Samaritan’s heroism, his goodness, starts, then, to look like the heroism, or goodness, of going in to work and doing a job. It’s heroism as middle-aged slog; all responsibility, no fun at all.

So traditional superhero narratives show how cool it is to be a man and save everyone. Watchmen deconstructs that by showing how the desire to be a superman and save everybody is ridiculous, perverse, and dangerous. Busiek and Anderson reject Watchmen’s dour vision, and reconstruct superheroism — but with a twist. The manliness they present is a fantasy in many ways of seflessness and disempowerment. The real superhero is good, because the real superhero has no power. Comics fantasy becomes, not a pattern of dangerously empowered masculinity, but a kind of nostalgic safety valve — the dream of childishness that lets daddy be a good daddy. Superheroes become a strategy, not of validating power, but of subordinating the powerful to the good.

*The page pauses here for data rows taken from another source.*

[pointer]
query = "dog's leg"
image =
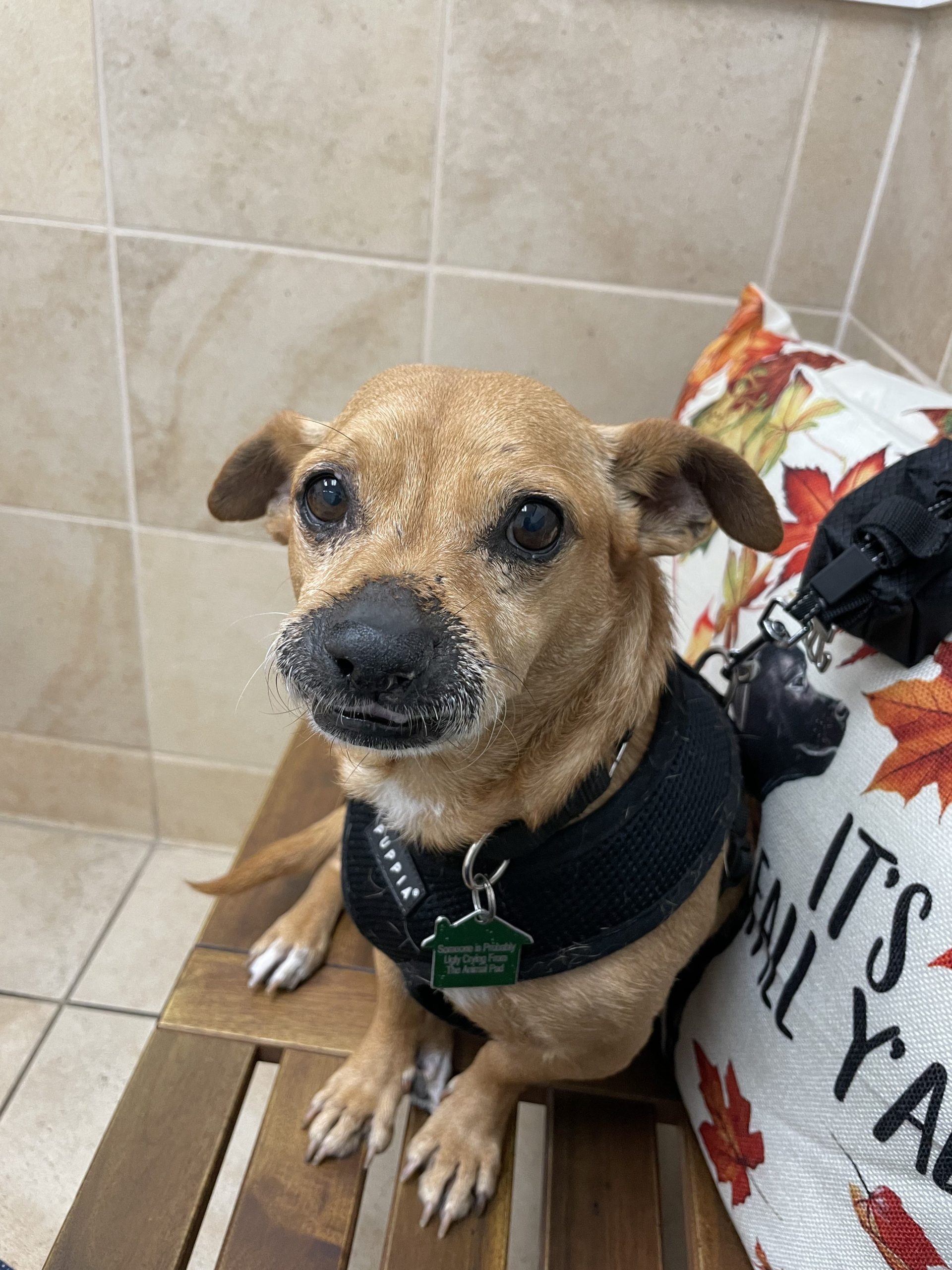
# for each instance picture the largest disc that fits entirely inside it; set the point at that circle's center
(366, 1090)
(460, 1148)
(294, 947)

Busiek and Anderson’s vision of masculinity is both traditional and reactionary. Samaritan is man as responsible caretaker; boring father as heroic non-entity. No doubt Alan Moore and Dave Gibbons had a point when they suggested via the Comedian/Dr. Manhattan/Ozymandias that these uber-daddy fantasies involve megalomania and other unpleasantness. But, on the other hand, is an unhinged mass murderer really more real or true in some absolute sense than a guy with a day job? Samaritan’s dreams of flying my be unreal and even silly, but on behalf of boring father’s everywhere, I wonder if that really has to be such a bad thing.